The doctor ran his hands through his long hair and bounced his knee up and down. "You could put it that way, I guess."

"So tell me, what's the next step? What is my optimum strategy for providing compelling evidence of my repudiation of my worldview?"

"Well, that's where the analogy breaks down. This isn't about anything demonstrable. There's no one thing we look for in making our diagnosis. It's a collection of things, a protocol for evaluating you. It doesn't happen overnight, either. You were committed on the basis of evidence that you had made threats to your coworkers due to a belief that they were seeking to harm you."

"Interesting. Can we try a little thought experiment, Doctor? Say that your coworkers really were seeking to harm you-this is not without historical precedent, right? They're seeking to sabotage you because you've discovered some terrible treachery on their part, and they want to hush you up. So they provoke a reaction from you and use it as the basis for an involuntary committal. How would you, as a medical professional, distinguish that scenario from one in which the patient is genuinely paranoid and delusional?"

The doctor looked away. "It's in the protocol-we find it there."

"I see," I said, moving in for the kill. "I see. Where would I get more information on the protocol? I'd like to research it before my hearing."

"I'm sorry," the doctor said, "we don't provide access to medical texts to our patients."

"Why not? How can I defend myself against a charge if I'm not made aware of the means by which my defense is judged? That hardly seems fair."

The doctor stood and smoothed his coat, turned his badge's lanyard so that his picture faced outwards. "Art, you're not here to defend yourself. You're here so that we can take a look at you and understand what's going on. If you have been set up, we'll discover it-"

"What's the ratio of real paranoids to people who've been set up, in your experience?"

"I don't keep stats on that sort of thing-"

"How many paranoids have been released because they were vindicated?"

"I'd have to go through my case histories-"

"Is it more than ten?"

"No, I wouldn't think so-"

"More than five?"

"Art, I don't think-"

"Have any paranoids ever been vindicated? Is this observation period anything more than a formality en route to committal? Come on, Doctor, just let me know where I stand."

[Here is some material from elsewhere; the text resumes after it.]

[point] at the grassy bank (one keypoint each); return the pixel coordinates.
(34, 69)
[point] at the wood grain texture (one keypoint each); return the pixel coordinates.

"Art, we're on your side here. If you want to make this easy on yourself, then you should understand that. The nurse will be in with your lunch and your meds in a few minutes, then you'll be allowed out on the ward. I'll speak to you there more, if you want."

"Doctor, it's a simple question: Has anyone ever been admitted to this facility because it was believed he had paranoid delusions, and later released because he was indeed the center of a plot?"

"Art, it's not appropriate for me to discuss other patients' histories-"

"Don't you publish case studies? Don't those contain confidential information disguised with pseudonyms?"

"That's not the point-"

"What is the point? It seems to me that my optimal strategy here is to repudiate my belief that Fede and Linda are plotting against me-even if I still believe this to be true, even if it is true-and profess a belief that they are my good and concerned friends. In other words, if they are indeed plotting against me, I must profess to a delusional belief that they aren't, in order to prove that I am not delusional."

"I read Catch-22 too, Art. That's not what this is about, but your attitude isn't going to help you any here." The doctor scribbled on his comm briefly, tapped at some menus. I leaned across and stared at the screen.

"That looks like a prescription, Doctor."

"It is. I'm giving you a mild sedative. We can't help you until you're calmer and ready to listen."

"I'm perfectly calm. I just disagree with you. I am the sort of person who learns through debate. Medication won't stop that."

"We'll see," the doctor said, and left, before I could muster a riposte.